Magic numbers

Mahmoud Ahmad­inejad claimed a victory that many find difficult to believe: 64% of the vote on a turnout of 84% in Iran's election. The provincial breakdown of the results – obtained by the University of St Andrews and Chatham House from Iran's ministry of interior – show some statistics that are even more surprising.

The surprises include voter turnouts of up to 100%, and the apparent defection of huge numbers of former reformist voters who suddenly changed their minds and voted conservative. Turnout may have been high across the board, but the just over 100% recorded in the conservative strongholds of Yazd and Mazandaran is particularly striking. Four other provinces recorded turnouts of over 90%. In a country with a long history of using the identity documents of the deceased to cast extra ballots, this could be of concern to the reformists.

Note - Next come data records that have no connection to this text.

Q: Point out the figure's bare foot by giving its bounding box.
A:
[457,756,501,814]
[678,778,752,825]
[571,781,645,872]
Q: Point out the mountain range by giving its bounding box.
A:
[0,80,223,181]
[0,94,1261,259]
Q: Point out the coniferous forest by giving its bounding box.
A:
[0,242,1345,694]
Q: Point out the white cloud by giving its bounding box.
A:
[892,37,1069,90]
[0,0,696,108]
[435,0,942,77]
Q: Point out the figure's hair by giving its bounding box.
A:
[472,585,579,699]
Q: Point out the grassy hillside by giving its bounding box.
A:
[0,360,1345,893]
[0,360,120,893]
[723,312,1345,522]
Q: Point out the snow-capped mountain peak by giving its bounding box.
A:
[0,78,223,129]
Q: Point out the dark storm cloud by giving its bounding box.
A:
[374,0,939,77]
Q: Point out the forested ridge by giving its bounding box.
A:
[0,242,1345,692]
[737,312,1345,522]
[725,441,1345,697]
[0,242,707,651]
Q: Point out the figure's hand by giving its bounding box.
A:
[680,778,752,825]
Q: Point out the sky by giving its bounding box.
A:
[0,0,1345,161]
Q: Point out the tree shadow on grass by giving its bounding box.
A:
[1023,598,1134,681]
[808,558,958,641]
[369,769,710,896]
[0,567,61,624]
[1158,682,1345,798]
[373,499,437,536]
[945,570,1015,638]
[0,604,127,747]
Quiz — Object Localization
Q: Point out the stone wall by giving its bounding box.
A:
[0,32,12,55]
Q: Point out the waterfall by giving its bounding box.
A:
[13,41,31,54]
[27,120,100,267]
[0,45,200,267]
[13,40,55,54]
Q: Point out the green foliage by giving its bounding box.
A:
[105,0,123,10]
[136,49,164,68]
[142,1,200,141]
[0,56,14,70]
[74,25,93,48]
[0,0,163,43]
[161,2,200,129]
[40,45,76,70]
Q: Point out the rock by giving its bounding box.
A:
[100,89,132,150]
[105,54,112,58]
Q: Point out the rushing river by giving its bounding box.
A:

Ahmadinejad claims to have gathered 13m votes more than all three conservative candidates combined managed in 2005. If true, this would be the biggest increase in a vote since the birth of the Islamic Republic, and conveniently bigger than that achieved by the reformist winner in 1997, Mohammad Khatami. This is odd. The major reformist organisations boycotted the 2005 poll, which Ahmadinejad won, and so the re-entry of these voters might be expected to boost the reformist challenger Mir Hossein Mousavi. Not so, apparently.

By contrast, the conservative camp in 2005 organised a secret campaign to mobilise their core vote for Ahmadinejad. While they may have organised even more effectively this time, with four years to prepare and greater resources at their disposal, to have increased their vote by 113% would be quite spectacular.

So where did these 13m votes come from? Our analysis broke down the 2009 vote in each province into voters who had voted for reformists, the sole centrist and conservatives respectively, and those who had not voted at all. The suggestion that Ahmadinejad's success came from a groundswell of previously unengaged conservative voters was not held out by the data. We found that there was no real correlation between the increase in participation in a province, and the swing to Ahmadinejad.

For the numbers to add up, in 10 out of Iran's 30 provinces, Ahmadinejad would have had to win the votes of all those who did not vote in 2005, all those who voted for the centrist Hashemi Rafsanjani in 2005, and up to 44% of those who voted for reformist candidates that year. For anyone who has experienced the polarisation of Iranian politics in the last decade, this is hard to believe.

Instead, it seems Ahmadinejad recorded many of his greatest victories in rural, often ethnic minority, provinces that formerly supported the reformist cleric Mehdi Karrubi. Rural and ethnic minority provinces (contrary to much popular opinion in the west) have traditionally voted against conservatives. Most notable of these was Karrubi's home province, Lorestan, where his 2005 tally of 55.5% was cut to just 4.6%, with an overall increase of 296% in the conservative vote. In a province with a long history of supporting ethnic Lors like Karrubi, this is even more surprising. Ilam, Khuzestan and the crucial province of Fars all saw huge swings from the cleric to Ahmadinejad.

The breakdown of the votes is not a smoking gun, it does after all come from the same ministry of interior run by Ahmadinejad's former campaign manager, which conducted the count. However, it shows that even the official ­version of events makes some claims that are difficult to swallow.

Ali Ansari, director of the Iranian Institute at the University of St Andrews.